Usually, when one thinks of baked goods, unhealthiness comes to mind. And although I do enjoy baking, I wish that more of the recipes I like to bake are more healthy than not. I decided that perhaps making a zucchini bread could be in that category. As it turns out, this dessert-y bread packs a lot of sugar and oil, so it isn’t really the healthiest treat, however, because I used three whole zucchinis in the recipe, I suppose it could be a lot worse for you too.
I ended up with this recipe that I found online which made a dozen muffins and a loaf of bread. It makes quite a big batch, so halving this recipe would also make sense. Overall, I was quite pleased. Thankfully you can not actually taste the zucchini, and I found this to taste like a less sweet banana bread (probably due to the cinnamon and nutmeg that the recipe calls for). Happy baking!

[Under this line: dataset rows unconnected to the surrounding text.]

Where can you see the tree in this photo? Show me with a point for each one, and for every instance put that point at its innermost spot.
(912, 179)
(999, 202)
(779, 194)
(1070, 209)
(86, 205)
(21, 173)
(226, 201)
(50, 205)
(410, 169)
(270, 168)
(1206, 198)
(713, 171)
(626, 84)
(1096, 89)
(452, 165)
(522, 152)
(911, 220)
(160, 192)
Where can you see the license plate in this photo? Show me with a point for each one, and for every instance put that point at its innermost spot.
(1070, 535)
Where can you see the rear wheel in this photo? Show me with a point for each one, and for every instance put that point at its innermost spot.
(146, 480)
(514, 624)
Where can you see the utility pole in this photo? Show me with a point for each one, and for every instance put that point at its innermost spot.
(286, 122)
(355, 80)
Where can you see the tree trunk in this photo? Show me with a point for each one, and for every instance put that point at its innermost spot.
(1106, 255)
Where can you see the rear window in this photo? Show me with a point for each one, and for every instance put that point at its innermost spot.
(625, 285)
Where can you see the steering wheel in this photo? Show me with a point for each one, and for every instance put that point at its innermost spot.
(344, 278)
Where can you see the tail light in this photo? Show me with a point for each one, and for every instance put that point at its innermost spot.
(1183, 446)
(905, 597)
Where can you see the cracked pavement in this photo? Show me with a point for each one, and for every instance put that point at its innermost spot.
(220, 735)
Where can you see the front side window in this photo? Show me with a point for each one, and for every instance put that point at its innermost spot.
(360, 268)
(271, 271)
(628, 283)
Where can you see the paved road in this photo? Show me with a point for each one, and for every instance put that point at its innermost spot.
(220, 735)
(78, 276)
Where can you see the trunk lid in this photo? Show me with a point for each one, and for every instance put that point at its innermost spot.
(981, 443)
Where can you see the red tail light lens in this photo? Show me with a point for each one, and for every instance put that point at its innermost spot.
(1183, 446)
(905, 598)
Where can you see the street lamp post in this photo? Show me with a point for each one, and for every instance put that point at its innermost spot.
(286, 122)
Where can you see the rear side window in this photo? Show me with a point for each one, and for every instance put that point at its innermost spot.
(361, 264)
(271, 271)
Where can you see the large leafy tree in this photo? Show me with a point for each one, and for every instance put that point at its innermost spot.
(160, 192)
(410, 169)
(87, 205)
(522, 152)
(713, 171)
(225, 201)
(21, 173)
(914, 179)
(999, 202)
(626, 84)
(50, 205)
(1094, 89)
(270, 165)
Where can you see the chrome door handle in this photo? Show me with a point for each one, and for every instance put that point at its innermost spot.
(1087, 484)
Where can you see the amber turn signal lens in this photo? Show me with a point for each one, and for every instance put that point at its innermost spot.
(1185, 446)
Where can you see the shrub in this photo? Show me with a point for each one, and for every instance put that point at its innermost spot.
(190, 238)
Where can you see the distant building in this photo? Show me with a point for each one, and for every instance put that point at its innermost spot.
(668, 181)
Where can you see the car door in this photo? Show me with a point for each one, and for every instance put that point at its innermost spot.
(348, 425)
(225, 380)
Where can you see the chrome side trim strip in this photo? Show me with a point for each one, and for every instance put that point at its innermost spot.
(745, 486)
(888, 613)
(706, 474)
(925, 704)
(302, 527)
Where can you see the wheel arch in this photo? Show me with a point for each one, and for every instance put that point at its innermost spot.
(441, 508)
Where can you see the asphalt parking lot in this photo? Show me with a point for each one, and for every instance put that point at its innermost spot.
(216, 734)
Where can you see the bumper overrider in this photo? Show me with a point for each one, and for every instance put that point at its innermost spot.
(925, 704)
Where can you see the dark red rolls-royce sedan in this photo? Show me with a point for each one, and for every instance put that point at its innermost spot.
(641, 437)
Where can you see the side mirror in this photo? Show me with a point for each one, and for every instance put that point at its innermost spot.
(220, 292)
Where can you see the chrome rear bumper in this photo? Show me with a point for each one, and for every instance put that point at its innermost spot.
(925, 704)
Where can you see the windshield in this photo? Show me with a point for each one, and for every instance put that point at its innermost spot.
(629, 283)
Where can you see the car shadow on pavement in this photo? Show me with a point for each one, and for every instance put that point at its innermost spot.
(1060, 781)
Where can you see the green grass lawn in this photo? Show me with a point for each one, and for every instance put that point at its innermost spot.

Below I am copying the recipe I used:
3 large eggs
1 cup olive oil
1 3/4 cups sugar
2 1/4 cups grated zucchini (about 3 medium sized zucchinis)
2 teaspoons vanilla extract
3 cups flour
1 tablespoon cinnamon
1/8 teaspoon nutmeg
1 teaspoon baking soda
1/2 teaspoon baking powder
1 teaspoon Kosher salt
Preheat oven to 350°F.
Grease and flour either: 2 loaf pans, 2 muffin pans, or one of each.
In a large bowl, beat the eggs with a whisk. Mix in oil and sugar, then zucchini and vanilla. Combine flour, cinnamon, nutmeg, baking soda, baking powder and salt. Stir this into the egg mixture. Divide the batter into prepared pans.
Bake loaves for 60 minutes, plus or minus ten, or until a tester inserted into the center comes out clean. Muffins will bake far more quickly, approximately 20 to 25 minutes.